For regulated sectors or businesses with sensitive operational content, this becomes even more important. Governance does not need to be heavy, but it does need to exist. A well-governed intranet is easier to maintain, easier to scale and far less likely to become digital wallpaper.

9. Custom web parts where standard SharePoint falls short

Out-of-the-box SharePoint is strong, but it does have limits. Sometimes the best SharePoint intranet features are the ones built to bridge the gap between standard capability and what users actually need.

That might include a better knowledge search experience, a more useful staff directory, an improved navigation tool, tailored dashboards or AI-assisted content support. Custom SPFx web parts can add a lot of value if they are solving a real adoption or efficiency problem.
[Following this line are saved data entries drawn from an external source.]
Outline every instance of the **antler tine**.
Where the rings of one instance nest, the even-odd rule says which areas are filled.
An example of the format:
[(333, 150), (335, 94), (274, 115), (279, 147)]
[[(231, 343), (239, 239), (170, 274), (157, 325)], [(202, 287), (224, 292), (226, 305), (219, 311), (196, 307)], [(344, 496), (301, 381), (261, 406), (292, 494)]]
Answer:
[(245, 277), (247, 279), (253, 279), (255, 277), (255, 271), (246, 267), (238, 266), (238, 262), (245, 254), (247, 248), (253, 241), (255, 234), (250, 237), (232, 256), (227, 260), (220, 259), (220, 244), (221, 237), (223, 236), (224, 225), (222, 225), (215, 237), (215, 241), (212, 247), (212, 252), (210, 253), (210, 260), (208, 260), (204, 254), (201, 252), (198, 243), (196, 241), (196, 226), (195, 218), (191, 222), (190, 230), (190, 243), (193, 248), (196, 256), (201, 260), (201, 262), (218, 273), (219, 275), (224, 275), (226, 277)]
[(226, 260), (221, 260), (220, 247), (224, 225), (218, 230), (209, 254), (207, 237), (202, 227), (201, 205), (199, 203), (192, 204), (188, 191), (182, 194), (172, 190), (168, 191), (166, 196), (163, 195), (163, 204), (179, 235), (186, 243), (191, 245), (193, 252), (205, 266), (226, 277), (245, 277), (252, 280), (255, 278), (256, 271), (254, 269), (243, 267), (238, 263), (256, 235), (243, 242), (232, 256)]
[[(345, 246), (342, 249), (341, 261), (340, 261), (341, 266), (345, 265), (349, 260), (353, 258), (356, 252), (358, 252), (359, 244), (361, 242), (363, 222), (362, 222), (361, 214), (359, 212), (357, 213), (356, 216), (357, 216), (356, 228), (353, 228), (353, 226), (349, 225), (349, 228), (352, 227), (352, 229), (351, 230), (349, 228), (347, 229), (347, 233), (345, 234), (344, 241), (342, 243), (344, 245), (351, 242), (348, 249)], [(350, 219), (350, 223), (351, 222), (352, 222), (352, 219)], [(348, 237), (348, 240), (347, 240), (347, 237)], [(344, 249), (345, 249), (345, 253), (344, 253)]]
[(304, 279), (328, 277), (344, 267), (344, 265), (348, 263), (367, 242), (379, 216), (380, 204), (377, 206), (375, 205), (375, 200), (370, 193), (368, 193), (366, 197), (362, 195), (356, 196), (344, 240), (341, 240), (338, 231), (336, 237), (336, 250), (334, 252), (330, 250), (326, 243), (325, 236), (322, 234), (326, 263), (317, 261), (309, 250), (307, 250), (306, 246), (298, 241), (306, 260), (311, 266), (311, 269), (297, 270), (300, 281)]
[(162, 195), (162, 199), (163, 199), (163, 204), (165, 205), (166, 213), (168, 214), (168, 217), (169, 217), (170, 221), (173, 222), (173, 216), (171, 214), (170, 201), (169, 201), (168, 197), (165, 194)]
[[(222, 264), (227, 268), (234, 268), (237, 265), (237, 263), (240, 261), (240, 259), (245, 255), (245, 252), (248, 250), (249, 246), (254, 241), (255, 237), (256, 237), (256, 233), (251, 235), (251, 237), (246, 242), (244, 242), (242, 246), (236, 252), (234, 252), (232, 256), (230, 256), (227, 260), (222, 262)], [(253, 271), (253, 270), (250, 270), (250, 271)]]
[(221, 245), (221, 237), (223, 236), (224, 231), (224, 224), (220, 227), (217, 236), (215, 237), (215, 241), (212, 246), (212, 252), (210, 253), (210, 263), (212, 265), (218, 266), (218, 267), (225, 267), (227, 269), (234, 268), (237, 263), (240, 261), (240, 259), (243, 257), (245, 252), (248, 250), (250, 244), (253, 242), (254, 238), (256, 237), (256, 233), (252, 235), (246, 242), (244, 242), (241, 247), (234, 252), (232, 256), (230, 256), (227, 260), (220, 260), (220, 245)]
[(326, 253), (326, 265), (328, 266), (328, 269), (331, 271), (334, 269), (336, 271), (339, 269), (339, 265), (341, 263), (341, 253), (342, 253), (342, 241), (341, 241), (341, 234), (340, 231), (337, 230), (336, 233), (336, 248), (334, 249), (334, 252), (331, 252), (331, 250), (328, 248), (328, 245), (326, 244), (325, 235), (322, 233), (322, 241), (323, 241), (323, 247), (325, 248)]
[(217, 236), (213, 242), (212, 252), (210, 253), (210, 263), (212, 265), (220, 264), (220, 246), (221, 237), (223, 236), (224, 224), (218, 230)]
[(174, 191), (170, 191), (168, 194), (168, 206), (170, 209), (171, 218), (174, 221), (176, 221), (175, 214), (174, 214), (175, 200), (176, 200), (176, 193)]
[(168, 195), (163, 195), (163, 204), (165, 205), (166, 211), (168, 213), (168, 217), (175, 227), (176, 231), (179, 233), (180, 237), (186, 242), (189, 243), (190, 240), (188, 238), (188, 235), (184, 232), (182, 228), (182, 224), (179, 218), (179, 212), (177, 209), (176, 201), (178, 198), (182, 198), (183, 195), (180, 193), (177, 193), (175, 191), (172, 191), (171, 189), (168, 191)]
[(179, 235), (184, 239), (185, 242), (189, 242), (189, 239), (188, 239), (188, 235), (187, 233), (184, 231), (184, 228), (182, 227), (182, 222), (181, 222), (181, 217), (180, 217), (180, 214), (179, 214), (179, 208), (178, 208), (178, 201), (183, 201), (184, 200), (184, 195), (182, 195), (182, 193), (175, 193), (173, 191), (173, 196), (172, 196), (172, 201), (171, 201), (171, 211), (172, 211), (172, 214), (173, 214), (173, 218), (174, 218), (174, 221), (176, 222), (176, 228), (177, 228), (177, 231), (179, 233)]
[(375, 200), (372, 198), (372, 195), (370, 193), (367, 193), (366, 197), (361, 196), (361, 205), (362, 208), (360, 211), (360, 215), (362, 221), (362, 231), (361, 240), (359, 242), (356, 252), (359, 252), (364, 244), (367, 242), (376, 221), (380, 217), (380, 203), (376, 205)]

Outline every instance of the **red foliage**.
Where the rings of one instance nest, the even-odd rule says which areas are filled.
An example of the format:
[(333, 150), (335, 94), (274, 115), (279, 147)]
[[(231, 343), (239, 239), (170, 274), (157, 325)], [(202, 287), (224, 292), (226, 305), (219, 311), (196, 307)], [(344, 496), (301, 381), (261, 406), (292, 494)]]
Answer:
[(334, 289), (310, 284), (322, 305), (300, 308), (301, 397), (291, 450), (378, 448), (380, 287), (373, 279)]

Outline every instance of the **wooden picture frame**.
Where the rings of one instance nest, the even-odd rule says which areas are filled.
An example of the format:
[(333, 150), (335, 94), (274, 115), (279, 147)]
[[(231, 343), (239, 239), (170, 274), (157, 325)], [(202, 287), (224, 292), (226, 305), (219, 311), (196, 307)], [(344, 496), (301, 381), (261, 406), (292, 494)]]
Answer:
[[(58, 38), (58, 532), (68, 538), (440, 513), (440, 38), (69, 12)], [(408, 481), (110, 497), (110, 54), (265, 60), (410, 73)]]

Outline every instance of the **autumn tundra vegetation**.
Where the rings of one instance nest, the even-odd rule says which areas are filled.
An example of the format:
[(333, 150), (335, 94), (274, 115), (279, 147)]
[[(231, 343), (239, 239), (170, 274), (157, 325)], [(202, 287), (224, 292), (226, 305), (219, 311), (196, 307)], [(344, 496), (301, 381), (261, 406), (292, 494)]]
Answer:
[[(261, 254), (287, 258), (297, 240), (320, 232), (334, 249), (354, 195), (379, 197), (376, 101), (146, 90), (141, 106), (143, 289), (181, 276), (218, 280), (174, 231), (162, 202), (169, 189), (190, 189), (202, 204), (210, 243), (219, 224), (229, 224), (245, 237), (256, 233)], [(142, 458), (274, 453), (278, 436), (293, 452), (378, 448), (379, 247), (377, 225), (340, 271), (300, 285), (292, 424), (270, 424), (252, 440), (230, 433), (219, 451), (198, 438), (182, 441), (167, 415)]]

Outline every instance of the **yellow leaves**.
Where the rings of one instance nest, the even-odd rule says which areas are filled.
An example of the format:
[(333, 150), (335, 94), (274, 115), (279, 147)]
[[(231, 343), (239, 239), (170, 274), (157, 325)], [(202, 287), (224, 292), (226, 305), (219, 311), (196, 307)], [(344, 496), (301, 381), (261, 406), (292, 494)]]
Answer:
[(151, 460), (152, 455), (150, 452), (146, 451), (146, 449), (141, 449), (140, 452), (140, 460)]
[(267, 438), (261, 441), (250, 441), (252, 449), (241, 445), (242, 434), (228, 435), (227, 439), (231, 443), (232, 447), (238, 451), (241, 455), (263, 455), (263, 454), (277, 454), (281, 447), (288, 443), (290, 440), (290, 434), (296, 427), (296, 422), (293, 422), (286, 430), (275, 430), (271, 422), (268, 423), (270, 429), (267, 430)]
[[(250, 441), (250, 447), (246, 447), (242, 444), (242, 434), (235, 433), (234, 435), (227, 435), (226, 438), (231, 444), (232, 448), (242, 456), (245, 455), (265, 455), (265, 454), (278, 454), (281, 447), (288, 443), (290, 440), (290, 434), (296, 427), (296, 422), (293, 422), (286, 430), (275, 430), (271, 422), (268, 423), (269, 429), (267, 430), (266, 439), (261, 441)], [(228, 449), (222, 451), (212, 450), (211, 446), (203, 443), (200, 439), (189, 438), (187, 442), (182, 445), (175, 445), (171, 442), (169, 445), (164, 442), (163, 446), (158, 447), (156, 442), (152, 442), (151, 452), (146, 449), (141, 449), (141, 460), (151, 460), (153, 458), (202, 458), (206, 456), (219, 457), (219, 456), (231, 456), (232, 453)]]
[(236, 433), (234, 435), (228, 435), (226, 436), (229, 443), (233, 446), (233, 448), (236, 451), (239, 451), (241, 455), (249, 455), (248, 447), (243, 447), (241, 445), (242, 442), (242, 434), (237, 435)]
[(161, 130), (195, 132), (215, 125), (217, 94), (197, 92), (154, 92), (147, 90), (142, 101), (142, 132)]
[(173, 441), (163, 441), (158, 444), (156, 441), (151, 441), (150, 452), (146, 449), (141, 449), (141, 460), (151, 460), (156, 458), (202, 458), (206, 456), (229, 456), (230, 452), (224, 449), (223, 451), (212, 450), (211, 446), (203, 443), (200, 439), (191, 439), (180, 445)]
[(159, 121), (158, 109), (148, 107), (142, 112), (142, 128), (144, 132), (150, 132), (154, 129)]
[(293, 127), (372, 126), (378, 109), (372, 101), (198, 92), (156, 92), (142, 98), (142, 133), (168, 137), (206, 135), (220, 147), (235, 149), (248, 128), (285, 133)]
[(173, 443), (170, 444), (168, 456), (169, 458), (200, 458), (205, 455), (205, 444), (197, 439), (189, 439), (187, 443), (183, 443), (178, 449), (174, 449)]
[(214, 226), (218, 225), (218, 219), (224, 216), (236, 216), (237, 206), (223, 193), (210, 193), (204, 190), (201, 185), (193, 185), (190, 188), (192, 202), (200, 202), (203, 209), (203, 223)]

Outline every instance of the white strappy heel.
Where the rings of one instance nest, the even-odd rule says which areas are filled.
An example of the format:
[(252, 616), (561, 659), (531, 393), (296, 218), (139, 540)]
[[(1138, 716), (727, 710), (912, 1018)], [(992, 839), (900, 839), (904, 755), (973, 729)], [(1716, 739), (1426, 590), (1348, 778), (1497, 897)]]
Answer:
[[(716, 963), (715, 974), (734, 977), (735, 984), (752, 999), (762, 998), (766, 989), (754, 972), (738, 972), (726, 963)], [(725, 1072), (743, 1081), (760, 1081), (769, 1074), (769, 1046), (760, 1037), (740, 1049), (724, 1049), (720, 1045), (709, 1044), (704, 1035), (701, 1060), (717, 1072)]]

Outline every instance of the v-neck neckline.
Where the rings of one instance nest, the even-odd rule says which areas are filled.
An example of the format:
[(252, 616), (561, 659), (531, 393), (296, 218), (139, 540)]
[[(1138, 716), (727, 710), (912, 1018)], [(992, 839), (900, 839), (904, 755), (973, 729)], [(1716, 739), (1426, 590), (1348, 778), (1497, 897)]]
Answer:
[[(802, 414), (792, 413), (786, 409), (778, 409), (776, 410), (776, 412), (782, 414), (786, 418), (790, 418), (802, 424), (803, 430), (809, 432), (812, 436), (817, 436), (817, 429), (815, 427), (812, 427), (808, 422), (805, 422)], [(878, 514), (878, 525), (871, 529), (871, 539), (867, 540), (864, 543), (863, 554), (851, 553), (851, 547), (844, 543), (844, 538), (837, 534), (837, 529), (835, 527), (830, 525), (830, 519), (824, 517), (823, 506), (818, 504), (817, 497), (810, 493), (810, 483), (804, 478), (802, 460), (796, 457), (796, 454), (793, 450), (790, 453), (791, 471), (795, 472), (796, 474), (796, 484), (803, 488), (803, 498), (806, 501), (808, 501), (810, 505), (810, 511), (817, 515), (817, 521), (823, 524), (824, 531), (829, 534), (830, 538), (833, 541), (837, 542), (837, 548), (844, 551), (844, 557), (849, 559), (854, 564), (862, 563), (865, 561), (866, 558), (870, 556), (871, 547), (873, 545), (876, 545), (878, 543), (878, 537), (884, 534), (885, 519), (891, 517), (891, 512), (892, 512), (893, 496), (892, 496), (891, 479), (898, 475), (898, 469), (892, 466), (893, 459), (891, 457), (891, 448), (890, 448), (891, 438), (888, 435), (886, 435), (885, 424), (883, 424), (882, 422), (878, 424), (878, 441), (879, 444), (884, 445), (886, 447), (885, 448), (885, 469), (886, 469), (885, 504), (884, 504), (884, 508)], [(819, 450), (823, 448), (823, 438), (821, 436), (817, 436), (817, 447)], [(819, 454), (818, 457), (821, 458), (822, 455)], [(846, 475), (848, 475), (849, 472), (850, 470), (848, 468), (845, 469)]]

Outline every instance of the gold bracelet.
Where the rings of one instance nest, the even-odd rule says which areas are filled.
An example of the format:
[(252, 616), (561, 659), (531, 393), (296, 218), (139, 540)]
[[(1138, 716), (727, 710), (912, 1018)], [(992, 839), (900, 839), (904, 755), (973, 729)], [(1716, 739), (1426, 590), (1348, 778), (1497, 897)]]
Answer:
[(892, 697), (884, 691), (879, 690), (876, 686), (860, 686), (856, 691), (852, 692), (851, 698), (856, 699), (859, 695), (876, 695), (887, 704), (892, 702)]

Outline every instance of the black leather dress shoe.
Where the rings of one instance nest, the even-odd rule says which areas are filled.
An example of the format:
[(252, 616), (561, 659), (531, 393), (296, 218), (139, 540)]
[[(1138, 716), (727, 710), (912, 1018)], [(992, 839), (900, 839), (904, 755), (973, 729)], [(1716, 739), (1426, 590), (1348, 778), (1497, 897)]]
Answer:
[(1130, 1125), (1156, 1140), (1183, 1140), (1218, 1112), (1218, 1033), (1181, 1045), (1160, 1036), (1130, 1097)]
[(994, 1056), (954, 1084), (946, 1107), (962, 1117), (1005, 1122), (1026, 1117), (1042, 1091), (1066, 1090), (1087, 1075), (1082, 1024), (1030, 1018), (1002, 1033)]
The key is restraint. Custom development should not be the starting point for everything. It makes sense where the standard experience is clearly holding users back or where a reusable component can be deployed quickly across multiple sites. For many SMEs, that is a smarter route than a large bespoke build.

Which features should come first?

It depends on the problem you are trying to fix. If documents are scattered and staff keep using old versions, prioritise search, document management and navigation. If operational teams are drowning in repetitive requests, focus on forms, workflows and self-service. If leadership wants better internal communication, news and audience targeting may matter more.

In practice, the best intranets usually start with a small number of high-value features and improve over time. That is often a better commercial decision than trying to launch every possible function at once. A clean, useful intranet that helps with daily work will outperform a larger one packed with features nobody owns.

For businesses already paying for Microsoft 365, the opportunity is usually not buying more software. It is making better use of the platform you already have. If your current intranet is underused, the answer is rarely a full reset. More often, it is a sharper focus on the features that remove friction first, then building from there with senior guidance and realistic governance.

A good SharePoint intranet should feel less like an internal campaign and more like a working business system. That is when people keep using it after launch.